Robert W. Duggan, Dist. Atty., of Allegheny County, William Claney Smith, Asst. Dist. Atty., Pittsburgh, for appellees.

Before ERVIN, WRIGHT, WOODSIDE, WATKINS MONTGOMERY and FLOOD, JJ.

MONTGOMERY, Judge.

These appeals by the defendants below from judgments of sentence following verdicts of guilty are based on the following indictments identified by the number assigned to them at the 1961 January Session of the Quarter Sessions Court of Allegheny County:

(545) O. B. Bruno--seven counts of extortion and one of misdemeanor in office during 1958.

(546) O. B. Bruno and Orest Panza--extortion in 1958.

(547) William Neff--twelve counts of extortion in 1957.

(548) William Neff--eight counts of extortion and one count of misdemeanor in office in 1958. (549) William Neff and Sam Ianuzzi--eight counts of extortion and one of misdemeanor in office in 1956.

(551) Stephen Zielinski--eight counts of extortion and one of misdemeanor in office in 1958.

The appellants were councilmen of the Borough of Sharpsburg, Allegheny County, when they allegedly committed the crimes charged aforesaid. The charges arose from transactions relating to the delivery of coal to the borough power plant under its contracts with Frank Panza.

Motions to quash the indictments were refused prior to trial and appeals from such actions were taken to this Court; but they were quashed as interlocutory. The same questions sought to be raised in those appeals are now before us and will be discussed initially. Appellants contend the indictments should have been quashed because (1) they were not returned at the next term of court following the preliminary hearing; (2) the informations on which they were based fail to set forth the exact dates of the alleged acts of extortion and the precise amounts of money extorted; and (3) the informations on which they were predicated were signed by a private prosecutor on information received, without stating that he believed the facts to be true to the best of his knowledge.
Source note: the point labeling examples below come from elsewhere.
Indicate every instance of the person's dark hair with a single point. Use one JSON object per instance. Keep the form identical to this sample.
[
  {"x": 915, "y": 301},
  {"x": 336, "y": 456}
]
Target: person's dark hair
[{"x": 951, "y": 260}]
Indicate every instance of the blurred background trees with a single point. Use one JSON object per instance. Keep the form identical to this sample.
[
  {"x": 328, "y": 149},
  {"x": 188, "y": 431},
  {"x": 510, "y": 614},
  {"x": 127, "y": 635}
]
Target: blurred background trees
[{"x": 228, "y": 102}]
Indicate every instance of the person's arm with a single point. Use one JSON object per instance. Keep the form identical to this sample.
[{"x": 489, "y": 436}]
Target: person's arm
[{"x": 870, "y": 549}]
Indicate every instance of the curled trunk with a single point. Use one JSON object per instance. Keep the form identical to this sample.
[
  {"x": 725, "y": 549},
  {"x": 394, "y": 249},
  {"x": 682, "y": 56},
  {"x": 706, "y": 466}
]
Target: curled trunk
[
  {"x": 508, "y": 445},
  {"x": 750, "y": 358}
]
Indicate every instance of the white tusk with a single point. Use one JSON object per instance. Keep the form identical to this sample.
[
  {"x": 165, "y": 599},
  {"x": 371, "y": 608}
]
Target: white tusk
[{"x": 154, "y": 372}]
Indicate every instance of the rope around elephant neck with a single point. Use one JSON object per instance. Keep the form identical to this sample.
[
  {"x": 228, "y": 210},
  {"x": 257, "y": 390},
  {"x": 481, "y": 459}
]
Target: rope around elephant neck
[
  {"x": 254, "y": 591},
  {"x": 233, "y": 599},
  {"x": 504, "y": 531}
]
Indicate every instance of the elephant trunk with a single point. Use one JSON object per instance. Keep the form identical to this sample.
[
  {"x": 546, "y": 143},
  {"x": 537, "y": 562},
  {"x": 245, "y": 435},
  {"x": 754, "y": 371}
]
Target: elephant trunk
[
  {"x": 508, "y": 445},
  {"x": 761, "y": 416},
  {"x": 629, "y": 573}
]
(1) The court did not err in refusing to quash the indictments on the ground that they had not been returned at the next term of court following the preliminary hearing before the committing magistrate. The informations were dated September 19, 1960, and the preliminary hearing was held September 29, 1960. The committing magistrate sent them to the district attorney promptly; but they were not presented to a grant jury until that of January, 1961, which returned the indictments. Appellants contend that they were denied a substantial right, viz., the right to challenge the array of the January, 1961 grand jury, since they did not have notice of the fact that it was to consider the matters. However, they made no effort to challenge the array of the grant jury prior to trial, and they have not set forth in what manner they have been prejudiced. This same argument has been advanced under similar circumstances in other cases and has been rejected. It has been advanced in cases where the indictments were returned by a grand jury in session at the time of the transmission of the informations by the committing magistrate (a pending grand jury). Commonwealth v. Bozzi, 178 Pa.Super. 224, 116 A.2d 290 (1955); Commonwealth v. Magid and Dickstein, 91 Pa.Super. 513 (1927). It also has been considered in cases where grand jury action was postponed and the indictments were returned by a subsequent grand jury. Commonwealth v. Gross, 161 Pa.Super. 613, 56 A.2d 303 (1948); Commonwealth v. Weiner, 101 Pa.Super. 295 (1930). In some of those cases the fact of notice to the defendants of when their cases were to be considered by the grand jury was disputed. However, lack of notice has been held not to be prejudicial in itself because the defendant is privileged to challenge the array and formation of the grant jury at any time until a plea is entered or a jury sworn. Commonwealth v. Gross, supra. Therefore, in the present case, in the absence of any prejudice being shown and any attempt being made to challenge the array of the January, 1961 grand jury, we also must hold this contention to be without merit.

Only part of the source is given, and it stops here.